Мне постелили в сарае, на сеновале. Так захотел я сам. Долго не идет сон. Вздыхает корова. Сено старое, перетертое, колкое. Я отвык уже спать в сене. Сквозь щели сарая пробивался свет луны, и в ее свете тихо струилась пыль. Пыль от прошлогоднего сена, пересохшего на солнце древнего мха в пазах сарая и бог знает еще от чего. Я задыхался от этой пыли, от сухого лунного света першило горло. Наконец луна повернулась, лунная дорожка побежала теперь по моим ногам, я заснул.
Во сне я говорил Володьке Украинчику то, чего не сказал наяву, вечером. Мы с Володькой опять пасем коров. Но он для меня и пастух, и помощник машиниста паровоза. Мы лежим с ним на спинах в нашей страже, смотрим в небо, жуем по травинке.
— Ты обманул меня, — говорю я ему. — Лучше бы тебя никогда не было. Уйди. У тебя в погребке так хорошо пахло красками. А сейчас не продохнуть от мазута.
Он не обижается на мои слова, отвечает спокойно, будто говорит с самим собой:
— А кого бы ты оставил возле себя?
— Не притворяйся! — кричу я. — Ты знаешь, о чем я говорю. Я, может, и не свернул себе шею, потому что рядом со мной жил Володька Украинчик, который для меня на всю жизнь первый и самый великий художник на свете. А ты рисуешь паровозики. Только и смог добиться чего...
— Тебе не везет в жизни, — выплевывает травинку и сочувственно смотрит на меня Володька. — Да, сейчас, в наши годы, уже не скуешь саблю из обруча и на эту жизнь самодельной саблей страха не нагонишь. Судьба...
— Судьба?
— Ты боишься этого слова? Не хорохорься!
— Я не хорохорюсь. Я знаю по себе. Тратим, тратим время. Ублажаем себя: рано еще, какие наши годы. Спохватываемся, а поздно. И опять ублажаем себя, рисуем паровозики...
— Тебе здорово не везло в жизни, — убежденно говорит Володька. — Успокойся, может, повезет.
— Иди к черту.
— Никуда я не уйду.
Нет больше Володьки Украинчика. Над моей головой машет обглоданным березовым прутом, дразнит меня подросток-пастух:
— Ты должен уйти отсюда. Тебе здесь нечего делать. Отец сейчас не спит, плачет в хате из-за тебя.
— Но ведь мы с тобой давным-давно навсегда покинули эту улицу, решили вместе уйти отсюда. Ведь ты — это я. Я — ты.
— Решали вместе, но ничего не вырешили и разделились. Ты решил уйти, а я был за то, чтобы остаться. Я кричал, надрывался — останься. Ты задавил меня, не остался. А чего добился? Что из одного нас стало двое? Один скитался по свету, другой рвался и мыкался здесь. Тебе не понравилась мачеха, но ты не подумал об отце. А после твоего ухода его в этом сарае дважды вынимали из петли. Ты не подумал, что так может случиться? У тебя нет сердца.
— Неправда. — Я очень хочу проснуться и не могу. И что есть мочи кричу: — Неправда!
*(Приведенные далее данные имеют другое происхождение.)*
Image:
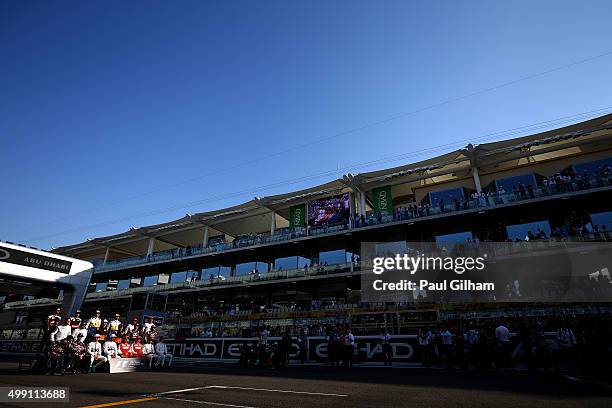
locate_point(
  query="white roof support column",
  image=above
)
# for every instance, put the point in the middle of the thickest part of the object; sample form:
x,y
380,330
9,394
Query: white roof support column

— Правда. В тебе есть жалость, память, но сердца нет. Ты сверх меры трезвый, ты знаешь только то, что хочется тебе.
— Есть, есть у меня сердце. Как бы все эти годы я жил без него? Память, жалость — это и есть мое сердце. Оно погнало меня из дому, привело меня в ФЗО, оно прибило меня к Сибири и опять к Белоруссии.
— Это я тебя позвал в Белоруссию. Я был рядом с тобой и в ФЗО. И все, что было с тобой в Сибири, в ФЗО, не настоящее...
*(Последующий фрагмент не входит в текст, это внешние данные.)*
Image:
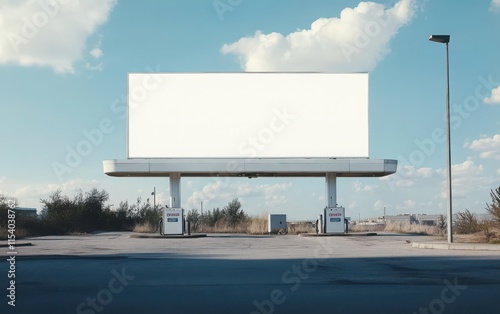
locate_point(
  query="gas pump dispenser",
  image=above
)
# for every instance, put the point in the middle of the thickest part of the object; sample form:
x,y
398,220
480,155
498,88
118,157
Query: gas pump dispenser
x,y
334,219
— Вот я и поймал тебя. Без сердца ли, с сердцем, но все было настоящее, мое. И никому я ничего не отдал из того, что было. В Сибири я по-настоящему узнал себя. В Сибири я был и остался белорусом, как буду, видимо, сибиряком в Белоруссии. Так уж заведено в этой жизни.
Пришла зима. Белыми снегами легла на желтые и черные провалы от шахтовых выработок, залепила, занесла прокопченные заборы, крыши, щербатые, искрящиеся от угольной пыли дороги. Поселок посвежел и помолодел. С первых же дней навалились морозы. Нас пугали морозами еще в Белоруссии. Но беда пришла совсем с другой стороны. Сибирский мороз не тяжел, нет пронизывающих, как в Европе, ветров, нет сырости. Воздух сух, чист и неподвижен. В морозные дни на небе появляется солнце. Раздвигается горизонт, яснеют дали. И хочется шагать и шагать в эти дали.
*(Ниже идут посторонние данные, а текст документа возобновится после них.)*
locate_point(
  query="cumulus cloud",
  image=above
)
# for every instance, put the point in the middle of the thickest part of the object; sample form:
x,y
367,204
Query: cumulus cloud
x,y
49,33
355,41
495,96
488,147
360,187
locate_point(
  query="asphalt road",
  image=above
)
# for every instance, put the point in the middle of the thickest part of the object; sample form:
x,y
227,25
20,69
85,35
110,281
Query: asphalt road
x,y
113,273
Хороша сибирская зима, но были мы белорусами. И как волка ни корми, он все равно в лес глядит. Леня Дрозд, Коля Казерук, Толик Беленький и я понесли на почту письмо. С недавних пор мы стали писать письма ежедневно: любимым и нелюбимым воспитателям и учителям, детдомовским парням и девчатам. Безбожно привирали насчет жестоких сибирских морозов, оптимистично, красочно описывали свою фезеушницкую, в общем-то однообразную жизнь. И ни слова не говорили, как мы скучаем по белорусской оттепели, по детдому.
Толя Беленький запнулся и упал.
— Сколько бы раз согласился упасть, чтоб хоть на денек очутиться в детдоме, в Белоруссии? — спросил я его.
— Пошел бы пешком и через каждый бы шаг падал, — ответил он без улыбки.
— Не выдержал бы.
— Я бы выдержал, — поднял правую бровь будто прикидывая расстояние, Коля Казерук. — Дополз бы.
Мы все одновременно взглянули на заходящее красно-алое солнце, на запад.
— Недолго осталось ждать. Скоро будем учиться делать пассатижи. За каждые пассатижи будут платить по тринадцать копеек.
— Двести пассатижей, и жесткий вагон до детдома обеспечен, — перебивает Дрозда Казерук, — всего лишь двести...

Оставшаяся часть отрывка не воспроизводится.